PennDOT has decided it has veto power over the the ads on our highways, thwarting councilman’s crusade to reduce blight.


PennDOT now has control over you, Gary Barbera sign.

Just a couple weeks ago, Philadelphia City Council passed a bill that has huge implications for billboard haters and lovers alike.

The legislation by Councilman Bobby Henon was expected to add more digital billboards throughout the city, while simultaneously cutting back on the number of billboards overall. It would force any company that wants to convert a traditional sign into a digital sign to tear down two regular signs elsewhere.

But Henon said on Thursday that he is recalling the legislation, which was years in the making, because PennDOT went and bigfooted Philadelphia.

PennDOT announced last week that, effective immediately, it now has veto power over proposed billboards along state highways in Philadelphia. That includes Market and Broad streets.

“It’s annoying to say the least,” says Henon. “My office has worked over three years trying to put together a foundation of sign controls on the outdoor advertising industry.”

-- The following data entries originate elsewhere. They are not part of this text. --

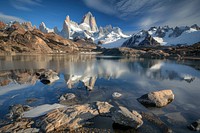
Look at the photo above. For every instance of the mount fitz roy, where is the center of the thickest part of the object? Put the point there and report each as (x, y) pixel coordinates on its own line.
(86, 29)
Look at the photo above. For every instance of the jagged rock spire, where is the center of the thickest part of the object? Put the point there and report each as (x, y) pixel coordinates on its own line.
(89, 19)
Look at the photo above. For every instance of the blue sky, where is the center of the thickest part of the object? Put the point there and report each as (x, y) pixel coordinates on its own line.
(130, 15)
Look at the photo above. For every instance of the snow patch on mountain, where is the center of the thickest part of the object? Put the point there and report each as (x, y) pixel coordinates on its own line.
(165, 36)
(87, 29)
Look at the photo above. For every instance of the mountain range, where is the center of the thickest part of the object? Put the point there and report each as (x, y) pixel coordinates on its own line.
(87, 28)
(165, 36)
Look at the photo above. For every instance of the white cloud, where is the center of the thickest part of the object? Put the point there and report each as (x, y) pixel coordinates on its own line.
(7, 18)
(25, 5)
(100, 5)
(147, 13)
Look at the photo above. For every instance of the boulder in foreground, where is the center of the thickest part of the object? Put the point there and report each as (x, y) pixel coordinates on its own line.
(157, 98)
(195, 126)
(126, 118)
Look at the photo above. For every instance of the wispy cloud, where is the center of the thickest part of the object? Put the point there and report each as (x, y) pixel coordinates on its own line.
(147, 13)
(7, 18)
(25, 5)
(100, 5)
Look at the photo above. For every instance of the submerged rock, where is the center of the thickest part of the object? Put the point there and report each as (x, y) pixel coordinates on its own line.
(47, 76)
(16, 111)
(153, 119)
(195, 126)
(68, 99)
(71, 117)
(67, 96)
(157, 98)
(124, 117)
(116, 95)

Henon’s bill would have also put into effect new rules for digital billboards: It would place a limit on the brightness of the signs, and bar them from being erected within 500 feet of residential areas.

“We want to do it where it’s not intrusive to the communities,” says Henon, “and clean up some of the static signs that are cluttering up some of our neighborhoods.”

In the coming weeks, Henon says he will work with PennDOT to see if he can amend the bill in a way that is satisfactory to state officials.

“I wanted to recall it to see if there’s any technical changes that may meet what they’re looking for,” he says. “But we have no clue on what that means. This is unprecedented for the state to take back its authority for outdoor advertising.”

Mayor Michael Nutter returned the bill to City Council without his signature on Thursday. PennDOT did not immediately respond to a request for comment.